She led me into the kitchen and sat me at the counter. Everything was spotless, gleaming and expensive with the counter-top a warm and alluring cut of tan marble. She sat across from me and read me a moment. A slight smile and that misted look that comes to eyes considering things long past.

She offered me coffee and stood to the side waiting for the pot, framed against the wide windows and leaned nonchalantly with her hands talking animatedly in the air. We ran through the list of all the names we could recall. All the people we’d known and what had become of them. Those who’d made it, who’d fallen up, who’d fallen off, those who’d fallen apart. I told her about my mother’s funeral. My son’s birth. Breezed briefly over work life, mentioned holidays, names of people she’d never met but might one day grow to like and she in turn told me stories of her life and mentioned in passing places I’d never be able to go and people I’d heard of but would likely never be able meet. And all the while with that look. As though viewing me from a great and impassable distance.

After a time she very suddenly touched my arm with a serious look on her face and asked if I still smoked. We sat at a table tucked just outside the window and tapped into an empty flower pot she took with the affectation of a naughty child knowingly misbehaving. We talked about parties she remembered, men we’d dated or slept with and for a long time felt, both of us, like young women again, returned to a heady time of exploration without responsibility. I told her of my life in Brazil and she listened with a breathless earnestness and told me she could almost taste the salt and citrus and see clearly the gleaming bodies sprawling the white beaches.

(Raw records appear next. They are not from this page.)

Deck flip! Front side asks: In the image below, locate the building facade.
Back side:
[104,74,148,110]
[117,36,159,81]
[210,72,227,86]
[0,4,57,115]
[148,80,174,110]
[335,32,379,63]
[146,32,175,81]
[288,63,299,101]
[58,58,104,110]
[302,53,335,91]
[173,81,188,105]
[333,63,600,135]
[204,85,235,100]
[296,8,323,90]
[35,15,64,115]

She stubbed the cigarette in a sudden rush. Half-stood and thought better of it. I was laughing and smiling at the sudden rush but her look stopped me. She sat faux-casually and brushed herself off and adopted a posture that seemed alien to me. Like another woman had suddenly taken her place. I heard the kitchen door open behind me and twisted to look back.

She said darling and rose and beamed and introduced me smoothly and with a seeming of social easiness. Her husband I knew by sight from the paper but he was taller than I expected and somehow broader with a weighty presence. I offered my hand smiling and he took it and looked me up and down without pretense then looked to the flowerpot on the table and the three cigarette butts within and then back to me.

‘I would prefer,’ he said, ‘that you would bring your own ashtray to my house if you visit future.’

My automatic reaction was to stammer but I caught myself and before I could even respond he had turned back to the kitchen and his wife followed after him and I was left alone on the small patio looking this way and that and suddenly feeling in a very different place than I had been less than half a minute before.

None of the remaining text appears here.